Blood Pressure Explained
What is blood pressure anyway? Basically, it’s the measurement of the pressure that blood creates on the walls of your blood vessels and arteries. Pressure is created by the beating of the heart so that the blood is able to circulate throughout the body. The more blood that flows through your heart and the narrower your blood vessels the higher your blood pressure will be. Blood pressure is considered one of the body’s vital signs which also includes oxygen saturation, body temperature, respiratory rate and heart rate.
Blood Pressure Measurement
For the measurement of blood pressure, a comparison between the systolic pressure (the pressure when the heart beats) and the diastolic pressure (the pressure between heart beats) is used. The unit of measurement is millimetres of mercury (mmHg) over the surrounding atmospheric pressure. What’s considered normal blood pressure is between the range of 90/60mmHg and 120/80 mmHg. High blood pressure is signified by measurements higher than 140/90mmHg.
High Blood Pressure Health Problems
Consistently high blood pressure can start to cause wear and tear on various organs. This can include the brain, the heart, the kidneys, blood vessels and arteries and even the eyes. This wear and tear can cause aneurysms, heart attacks, kidney disease, strokes, arterial damage and more. It’s estimated that more than 100 million Americans have high blood pressure. But because the symptoms of high blood pressure are largely imperceptible, many people suffering from it don’t even realize it. It’s therefore important to be tested regularly, especially after 40 years of age. High blood pressure can be treated and even a modest reduction in numbers can have a significant outcome.

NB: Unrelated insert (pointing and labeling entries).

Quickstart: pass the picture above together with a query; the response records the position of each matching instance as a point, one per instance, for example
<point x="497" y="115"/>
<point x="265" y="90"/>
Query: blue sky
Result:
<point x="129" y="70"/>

Blood Pressure and Hot Tubs
As mentioned in the introduction, soaking in a hot tub generally decreases blood pressure. There will be a short spike in blood pressure upon entering the water, but once the body temperature is raised, the blood vessels will begin to dilate in an effort to cool the body. The warmth will also cause the heart to beat faster and increase the blood flow. This combination can result in the lowering of the blood pressure. There have been scientific studies which have shown that spending 10 minutes in a hot tub will reduce the blood pressure of those with high blood pressure as well as those with normal blood pressure. Exercising in warm water appears to reduce the blood pressure for as long as 24 hours.
Heart Conditions and Hot Tubs
If you have a heart condition, it’s imperative to speak with a doctor before using a hot tub. For those with low blood pressure, a hot tub can lead to a loss of consciousness. You should also keep an eye on the water temperature (below 104 degrees Fahrenheit is recommended) and the time spent in the water (15 minutes or less.)